I have a new, as yet unnamed, niece.
She'll hopefully get home soon but as she has a wee heart murmur they're wanting to keep an eye on her for a day or so. Apparently these things are quite common in newborns and sort themselves out quickly so it's not a concern but it'll be good to get her and her mammy home.
I've been quiet because I've been a bit under the weather again. Just a couple of chest infections that just make life quite difficult.
I've been thinking over the last few weeks about my meeting with the transplant team last month. I've been digesting what we were talking about and the thing that's been dominating my thoughts is that there's a chance that I won't be able to go ahead with the transplant. I've to go down to Newcastle for four days soon for a barrage of tests to check out all the things that would rule me out and I'm really worried that they'll find something that does.
The thing is I'm never done getting on at my friends for worrying about things that are outwith their control so why am I fixating on so many things that I can't even decide which it is that I'm actually concerned about but I know that I'm more nervous than I've been about anything in my life. The reason for that is of course that my life actually depends on what happens and that kind of focuses the mind.
When I tell anybody about my worries they all tell me not to worry which is easier said than done.
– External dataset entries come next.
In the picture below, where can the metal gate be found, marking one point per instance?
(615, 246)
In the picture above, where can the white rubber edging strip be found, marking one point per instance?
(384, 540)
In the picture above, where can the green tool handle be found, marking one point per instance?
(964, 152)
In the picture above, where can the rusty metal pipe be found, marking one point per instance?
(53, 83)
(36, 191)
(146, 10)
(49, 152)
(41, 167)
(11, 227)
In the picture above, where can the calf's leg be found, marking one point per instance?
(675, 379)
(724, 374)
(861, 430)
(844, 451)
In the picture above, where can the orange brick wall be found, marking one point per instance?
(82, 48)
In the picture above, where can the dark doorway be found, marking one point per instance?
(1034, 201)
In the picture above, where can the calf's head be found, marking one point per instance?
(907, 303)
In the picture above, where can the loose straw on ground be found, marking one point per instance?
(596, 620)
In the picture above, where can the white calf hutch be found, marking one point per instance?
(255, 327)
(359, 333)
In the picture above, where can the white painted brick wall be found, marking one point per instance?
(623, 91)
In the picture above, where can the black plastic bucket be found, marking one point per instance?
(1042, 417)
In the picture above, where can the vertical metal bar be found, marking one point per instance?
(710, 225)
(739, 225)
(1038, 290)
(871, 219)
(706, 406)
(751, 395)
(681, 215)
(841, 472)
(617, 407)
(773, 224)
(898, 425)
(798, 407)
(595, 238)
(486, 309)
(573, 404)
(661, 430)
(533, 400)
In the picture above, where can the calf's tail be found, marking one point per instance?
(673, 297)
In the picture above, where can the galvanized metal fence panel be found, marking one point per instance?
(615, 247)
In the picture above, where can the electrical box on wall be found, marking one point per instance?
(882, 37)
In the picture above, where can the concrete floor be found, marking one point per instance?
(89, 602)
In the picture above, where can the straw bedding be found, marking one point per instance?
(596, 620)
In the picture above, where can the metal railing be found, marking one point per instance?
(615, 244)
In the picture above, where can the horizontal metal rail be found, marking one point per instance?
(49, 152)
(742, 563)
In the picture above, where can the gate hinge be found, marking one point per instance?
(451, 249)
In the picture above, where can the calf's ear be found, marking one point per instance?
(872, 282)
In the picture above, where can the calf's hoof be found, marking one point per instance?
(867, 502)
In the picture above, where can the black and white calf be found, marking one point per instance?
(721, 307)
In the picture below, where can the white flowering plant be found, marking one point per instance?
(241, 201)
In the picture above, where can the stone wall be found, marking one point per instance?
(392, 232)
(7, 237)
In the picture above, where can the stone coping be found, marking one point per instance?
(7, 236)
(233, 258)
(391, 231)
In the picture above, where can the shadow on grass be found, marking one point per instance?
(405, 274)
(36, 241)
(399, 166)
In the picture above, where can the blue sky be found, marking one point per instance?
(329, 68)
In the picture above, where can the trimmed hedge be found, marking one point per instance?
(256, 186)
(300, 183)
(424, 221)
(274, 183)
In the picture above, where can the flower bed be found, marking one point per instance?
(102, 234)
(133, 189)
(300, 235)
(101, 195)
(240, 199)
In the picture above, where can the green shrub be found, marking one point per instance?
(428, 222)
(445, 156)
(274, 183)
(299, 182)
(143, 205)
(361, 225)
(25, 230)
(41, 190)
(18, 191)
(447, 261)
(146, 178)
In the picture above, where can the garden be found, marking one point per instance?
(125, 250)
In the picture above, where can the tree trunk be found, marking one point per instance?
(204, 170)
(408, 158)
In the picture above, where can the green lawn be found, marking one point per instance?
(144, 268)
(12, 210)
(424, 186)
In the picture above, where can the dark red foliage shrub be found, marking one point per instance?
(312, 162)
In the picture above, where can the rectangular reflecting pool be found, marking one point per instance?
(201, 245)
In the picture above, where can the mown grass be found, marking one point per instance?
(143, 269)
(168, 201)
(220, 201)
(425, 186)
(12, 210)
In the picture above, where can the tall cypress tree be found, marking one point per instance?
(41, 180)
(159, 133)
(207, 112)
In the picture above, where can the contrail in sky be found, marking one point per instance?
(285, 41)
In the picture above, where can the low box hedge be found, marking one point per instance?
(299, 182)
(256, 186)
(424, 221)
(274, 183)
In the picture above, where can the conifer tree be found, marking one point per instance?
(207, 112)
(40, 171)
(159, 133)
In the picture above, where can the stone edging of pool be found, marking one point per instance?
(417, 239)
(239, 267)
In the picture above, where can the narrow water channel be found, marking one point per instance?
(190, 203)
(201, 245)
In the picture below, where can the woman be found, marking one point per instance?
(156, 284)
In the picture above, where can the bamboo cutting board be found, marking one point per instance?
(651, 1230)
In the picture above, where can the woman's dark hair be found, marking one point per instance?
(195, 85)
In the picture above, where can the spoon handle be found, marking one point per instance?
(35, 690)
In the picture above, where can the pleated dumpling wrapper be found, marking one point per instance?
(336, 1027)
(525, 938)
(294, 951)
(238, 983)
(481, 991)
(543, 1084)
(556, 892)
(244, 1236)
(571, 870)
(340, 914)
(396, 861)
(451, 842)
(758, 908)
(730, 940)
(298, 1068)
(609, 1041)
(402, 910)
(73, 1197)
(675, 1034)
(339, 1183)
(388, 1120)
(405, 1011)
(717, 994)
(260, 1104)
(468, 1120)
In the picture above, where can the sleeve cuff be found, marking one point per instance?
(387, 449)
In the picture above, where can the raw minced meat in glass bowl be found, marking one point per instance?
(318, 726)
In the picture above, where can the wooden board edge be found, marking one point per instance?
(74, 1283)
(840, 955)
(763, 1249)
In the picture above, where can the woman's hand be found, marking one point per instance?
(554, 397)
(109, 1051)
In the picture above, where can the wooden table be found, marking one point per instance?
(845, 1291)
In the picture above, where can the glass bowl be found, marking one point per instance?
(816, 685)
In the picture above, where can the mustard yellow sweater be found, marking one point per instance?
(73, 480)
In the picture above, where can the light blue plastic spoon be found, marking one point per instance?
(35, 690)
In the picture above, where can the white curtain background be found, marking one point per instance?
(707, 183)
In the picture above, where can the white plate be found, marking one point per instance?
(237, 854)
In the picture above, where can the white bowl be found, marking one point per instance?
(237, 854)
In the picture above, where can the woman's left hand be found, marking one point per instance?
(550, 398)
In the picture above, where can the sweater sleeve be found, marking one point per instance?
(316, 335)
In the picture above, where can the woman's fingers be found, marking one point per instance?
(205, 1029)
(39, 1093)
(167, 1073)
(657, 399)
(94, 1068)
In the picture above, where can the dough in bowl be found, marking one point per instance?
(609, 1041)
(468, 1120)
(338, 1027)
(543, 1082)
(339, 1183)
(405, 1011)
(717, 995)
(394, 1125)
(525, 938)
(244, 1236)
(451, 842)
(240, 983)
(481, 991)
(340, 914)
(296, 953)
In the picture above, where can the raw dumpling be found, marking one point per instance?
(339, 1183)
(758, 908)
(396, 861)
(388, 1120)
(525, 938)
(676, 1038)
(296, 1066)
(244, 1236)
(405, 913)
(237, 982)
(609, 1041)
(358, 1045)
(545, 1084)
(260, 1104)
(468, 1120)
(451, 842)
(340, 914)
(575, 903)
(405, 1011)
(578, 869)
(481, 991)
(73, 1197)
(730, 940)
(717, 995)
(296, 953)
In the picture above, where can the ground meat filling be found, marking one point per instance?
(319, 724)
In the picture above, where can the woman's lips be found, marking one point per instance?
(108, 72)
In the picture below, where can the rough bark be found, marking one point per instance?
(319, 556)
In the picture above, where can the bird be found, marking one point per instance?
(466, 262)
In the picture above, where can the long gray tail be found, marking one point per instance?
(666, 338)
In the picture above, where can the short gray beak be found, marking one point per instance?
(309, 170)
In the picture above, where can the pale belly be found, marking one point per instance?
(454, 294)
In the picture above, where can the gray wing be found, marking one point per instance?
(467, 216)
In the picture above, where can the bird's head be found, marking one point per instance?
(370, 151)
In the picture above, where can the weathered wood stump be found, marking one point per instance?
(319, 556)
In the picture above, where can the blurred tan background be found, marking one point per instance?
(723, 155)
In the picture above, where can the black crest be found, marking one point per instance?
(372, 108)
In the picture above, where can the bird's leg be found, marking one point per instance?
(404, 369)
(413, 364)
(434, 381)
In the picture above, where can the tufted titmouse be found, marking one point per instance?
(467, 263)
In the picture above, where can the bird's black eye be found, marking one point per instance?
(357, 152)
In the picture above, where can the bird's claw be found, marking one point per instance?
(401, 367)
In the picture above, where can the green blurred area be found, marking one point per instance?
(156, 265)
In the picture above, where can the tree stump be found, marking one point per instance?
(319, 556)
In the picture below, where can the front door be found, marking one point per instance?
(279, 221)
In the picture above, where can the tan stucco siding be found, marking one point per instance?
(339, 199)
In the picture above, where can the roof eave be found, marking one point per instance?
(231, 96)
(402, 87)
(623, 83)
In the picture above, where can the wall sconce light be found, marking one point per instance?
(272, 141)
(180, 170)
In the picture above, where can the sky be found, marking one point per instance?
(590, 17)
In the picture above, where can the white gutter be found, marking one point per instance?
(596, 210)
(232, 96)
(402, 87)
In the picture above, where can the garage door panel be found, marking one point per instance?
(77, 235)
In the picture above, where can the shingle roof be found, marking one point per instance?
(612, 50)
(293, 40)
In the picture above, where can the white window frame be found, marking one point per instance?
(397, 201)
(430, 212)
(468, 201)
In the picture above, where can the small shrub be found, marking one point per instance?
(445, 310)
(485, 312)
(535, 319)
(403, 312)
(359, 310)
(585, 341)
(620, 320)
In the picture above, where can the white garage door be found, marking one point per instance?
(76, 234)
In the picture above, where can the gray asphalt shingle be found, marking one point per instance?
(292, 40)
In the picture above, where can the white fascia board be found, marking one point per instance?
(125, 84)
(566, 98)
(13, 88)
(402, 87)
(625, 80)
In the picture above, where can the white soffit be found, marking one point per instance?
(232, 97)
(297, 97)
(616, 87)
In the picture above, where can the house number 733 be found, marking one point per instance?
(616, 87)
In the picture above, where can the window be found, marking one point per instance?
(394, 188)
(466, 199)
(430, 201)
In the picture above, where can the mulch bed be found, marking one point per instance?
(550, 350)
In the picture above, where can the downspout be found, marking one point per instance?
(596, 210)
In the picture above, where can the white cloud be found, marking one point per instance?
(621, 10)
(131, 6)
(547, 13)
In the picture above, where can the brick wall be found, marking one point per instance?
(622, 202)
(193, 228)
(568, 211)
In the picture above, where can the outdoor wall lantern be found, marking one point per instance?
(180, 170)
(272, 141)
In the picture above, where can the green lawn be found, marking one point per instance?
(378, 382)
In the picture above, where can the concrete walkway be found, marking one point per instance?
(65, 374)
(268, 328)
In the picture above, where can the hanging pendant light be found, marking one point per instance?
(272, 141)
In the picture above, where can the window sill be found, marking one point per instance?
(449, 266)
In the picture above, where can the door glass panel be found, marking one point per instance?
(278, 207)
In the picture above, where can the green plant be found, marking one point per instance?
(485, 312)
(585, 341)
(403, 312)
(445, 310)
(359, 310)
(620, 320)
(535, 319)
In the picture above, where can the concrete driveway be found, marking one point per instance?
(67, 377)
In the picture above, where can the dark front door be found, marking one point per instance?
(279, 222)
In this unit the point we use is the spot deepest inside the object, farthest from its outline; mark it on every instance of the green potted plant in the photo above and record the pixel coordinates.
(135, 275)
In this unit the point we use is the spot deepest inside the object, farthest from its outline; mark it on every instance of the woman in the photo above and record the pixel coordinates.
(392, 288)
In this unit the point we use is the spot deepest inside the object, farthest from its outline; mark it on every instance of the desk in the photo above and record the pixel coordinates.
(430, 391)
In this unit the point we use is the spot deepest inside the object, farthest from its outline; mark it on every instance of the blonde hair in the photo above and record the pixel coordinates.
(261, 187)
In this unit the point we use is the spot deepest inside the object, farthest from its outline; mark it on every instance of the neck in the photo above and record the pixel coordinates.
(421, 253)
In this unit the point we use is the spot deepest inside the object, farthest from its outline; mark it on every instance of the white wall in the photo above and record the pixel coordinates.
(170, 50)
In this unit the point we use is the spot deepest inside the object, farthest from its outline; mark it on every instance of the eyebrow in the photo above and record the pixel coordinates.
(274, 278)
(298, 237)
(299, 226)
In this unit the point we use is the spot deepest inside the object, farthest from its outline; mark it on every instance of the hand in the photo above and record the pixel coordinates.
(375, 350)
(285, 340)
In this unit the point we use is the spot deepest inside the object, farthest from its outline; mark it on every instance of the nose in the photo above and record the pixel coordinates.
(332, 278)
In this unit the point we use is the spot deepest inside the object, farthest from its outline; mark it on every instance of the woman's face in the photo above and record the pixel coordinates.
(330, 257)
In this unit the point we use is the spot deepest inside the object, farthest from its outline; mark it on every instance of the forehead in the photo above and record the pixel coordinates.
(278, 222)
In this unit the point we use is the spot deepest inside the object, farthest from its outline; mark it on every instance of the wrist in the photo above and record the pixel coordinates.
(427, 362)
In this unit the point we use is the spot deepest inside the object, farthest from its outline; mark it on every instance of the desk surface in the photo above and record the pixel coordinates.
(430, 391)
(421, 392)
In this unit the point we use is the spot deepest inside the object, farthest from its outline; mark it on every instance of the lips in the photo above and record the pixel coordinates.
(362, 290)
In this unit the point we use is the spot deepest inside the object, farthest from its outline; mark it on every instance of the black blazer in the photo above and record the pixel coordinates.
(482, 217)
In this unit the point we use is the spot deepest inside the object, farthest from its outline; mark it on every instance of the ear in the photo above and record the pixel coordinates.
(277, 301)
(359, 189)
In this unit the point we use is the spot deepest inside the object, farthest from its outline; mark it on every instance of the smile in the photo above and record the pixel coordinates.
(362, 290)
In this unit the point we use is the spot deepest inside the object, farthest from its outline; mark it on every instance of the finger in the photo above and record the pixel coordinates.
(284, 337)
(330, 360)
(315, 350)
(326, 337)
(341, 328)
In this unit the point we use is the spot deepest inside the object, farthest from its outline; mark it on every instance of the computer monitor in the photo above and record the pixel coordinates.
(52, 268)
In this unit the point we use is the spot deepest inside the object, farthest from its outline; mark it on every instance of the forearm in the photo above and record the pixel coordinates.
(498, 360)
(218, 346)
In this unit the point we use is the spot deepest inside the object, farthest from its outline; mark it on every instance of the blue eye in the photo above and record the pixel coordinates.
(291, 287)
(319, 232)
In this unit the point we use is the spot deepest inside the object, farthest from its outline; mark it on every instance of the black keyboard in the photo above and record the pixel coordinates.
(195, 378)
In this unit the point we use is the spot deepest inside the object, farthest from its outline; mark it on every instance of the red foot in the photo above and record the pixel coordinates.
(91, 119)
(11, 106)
The people I usually turn to to talk about these sort of things, and who don't tell me not to worry, are rather annoyingly living in Sydney and San Francisco so it's difficult to get hold of them for a good long chat about it all.
The other thing that arose from that meeting with the transplant team is what it might be like to live post transplant and that has been worrying me as well. I'm rapidly coming to the conclusion that even if it all goes perfectly well I'm not going to be able to get my normal life back. That's not so big a deal as I've got used to having to change my priorities markedly over the period of my illness but that doesn't mean that I'm not worried about what my life will actually entail. The main thing I am concerned about it relationships. I've really excluded myself from anything of that ilk over the last wee while because it's quite simply too difficult for me but that was always in the knowledge that it was temporary. I've reconciled myself to being alone for a while but that doesn't mean that I don't get lonely from time to time. Life post transplant better offer me the chance to get involved in that sort of thing again as I miss it.
They also spoke about survival rates and that has focussed my mind on the nieces and nephews. I know that this is what will kill me eventually. I've come to terms with that. I don't plan on it being any time soon but I do know that either directly or indirectly it is my rejection of my lungs that will eventually get me and that gets me thinking about what I will miss from their lives.